D’un côté messager des beaux jours et, de l’autre, précurseur de la saison froide, ces deux métiers saisonniers sont bien connus à Moulins comme dans toutes les villes de moyenne ou plus grande importance.
Le retour du chevrier* est annoncé au printemps par la presse dans des termes à peu près équivalents chaque année. C’est un chevrier pyrénéen (quelquefois faussement qualifié de basque à cause de son béret) qui arrive à Moulins par le train la plupart du temps avec son troupeau et son chien à la fin du mois de mars. En 1908, il est question de voyage pédestre par petites étapes de 20 à 25 km, mais en 1912 on parle de trains entiers provenant des environs de Lourdes vers l’Auvergne d’où le chemin se poursuit à pied en direction de la ville désignée à chacun. Le séjour dure jusqu’en septembre.
Le chevrier, coiffé d’un béret, vêtu parfois d’une petite blouse, déambule dans les rues, poussant son troupeau à l’aide d’un fouet. Il porte un parapluie en bandoulière lorsque le temps est incertain. Matin et soir, on entend le son perçant de son pipeau qui avertit les amateurs de lait de chèvre considéré comme réparateur pour les estomacs délicats et meilleur que le lait de vache. L’homme joue des airs rustiques qu’on lui reproche d’écorcher de temps en temps, voire de remplacer au début du XXe siècle par un impertinent Viens Poupoule ! venant tout droit des cafés-concerts. Il a fort à faire avec son troupeau au caractère indépendant auquel il donne des ordres dans son patois béarnais. Les chèvres apprécient qu’on leur tende un morceau de pain ou des feuilles chou et savent, cornes en avant, chasser les chiens trop hargneux.
Les habitués, souvent des jeunes mères et leurs enfants, sortent sur le pas de leur porte avec une tasse, une écuelle, une soupière. Le chevrier choisit une chèvre qui n’a pas encore donné de lait pour les servir. L’après-midi, il conduit son troupeau à paître et on le voit sur le bord d’un fossé adossé à un arbre, gardant un œil sur ses chèvres surveillées par le chien.
Deux audiences au tribunal nous apprennent l’identité du chevrier, moulinois par intermittence. Il s’agit de Bernard Doumec poursuivi au moins deux fois pour défaut de mesure dûment poinçonnée.

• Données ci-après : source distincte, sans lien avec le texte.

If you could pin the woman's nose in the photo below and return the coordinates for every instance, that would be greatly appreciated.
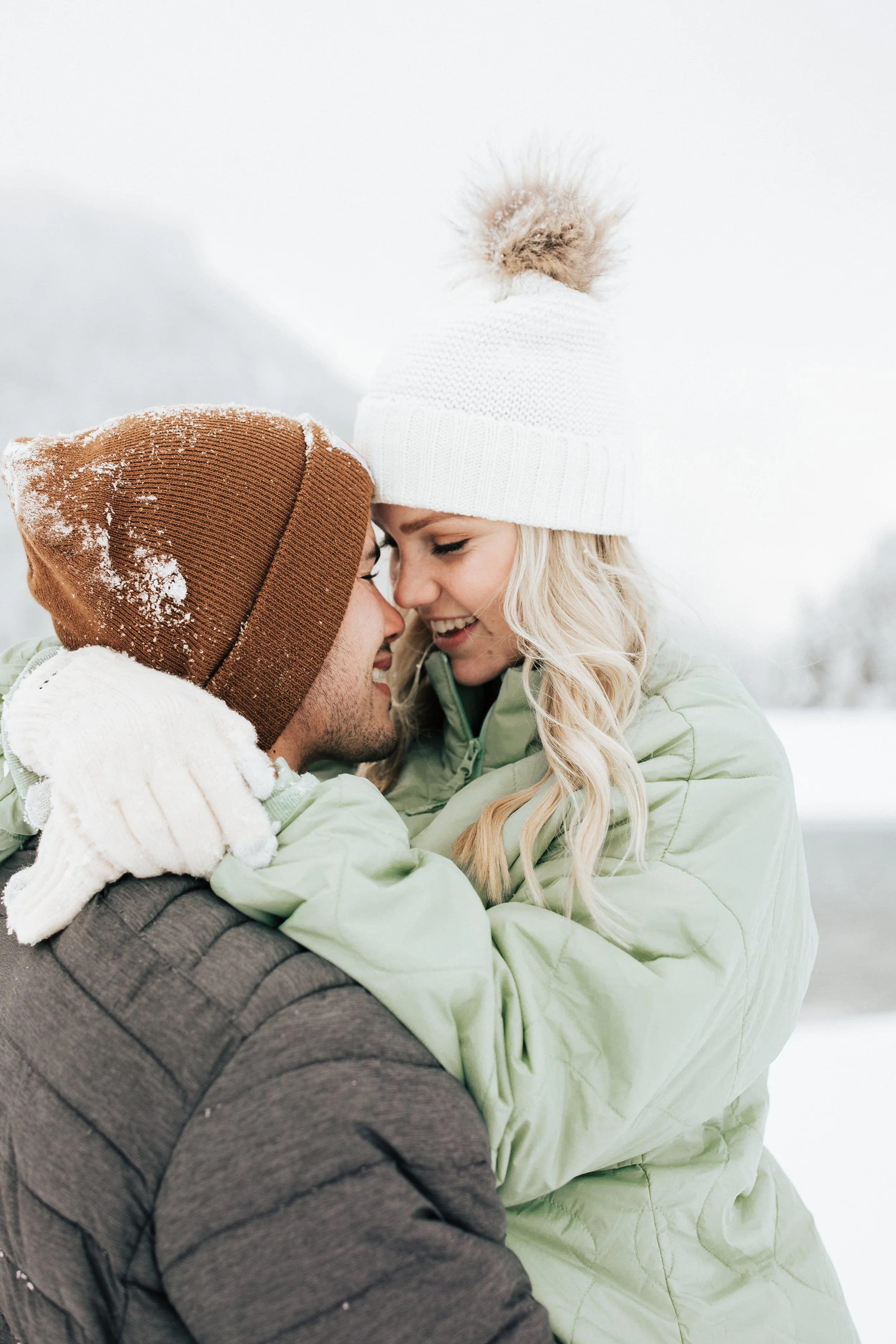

Défendu par maître Blandin en juillet 1896, il est acquitté en vertu d’un doute dans l’esprit du tribunal sur sa bonne foi. En effet, les clients fournissent eux-mêmes leur récipient. En mai 1901, maître Bonneton l’assiste après un PV établi en mars par le vérificateur des poids et mesures pour détention d’une mesure n’ayant pas la capacité légale. Il reçoit une amende de 16 francs avec sursis.
Montagnes Pyrénées,
Vous êtes mes amours…
Louis Delallier
* Dans les années 1870, les Pyrénées souffrent de surpopulation. De plus, la tradition dans les familles béarnaises veut que seul l’aîné reprenne le bien familial. Le cadet n’a comme alternative que de devenir le domestique de son frère ou partir. La chèvre béarnaise ayant fait ses preuves de bonne laitière et de bonne marcheuse, il ne lui reste qu’à prendre la route et aller gagner sa vie ailleurs avec ses chèvres nourricières.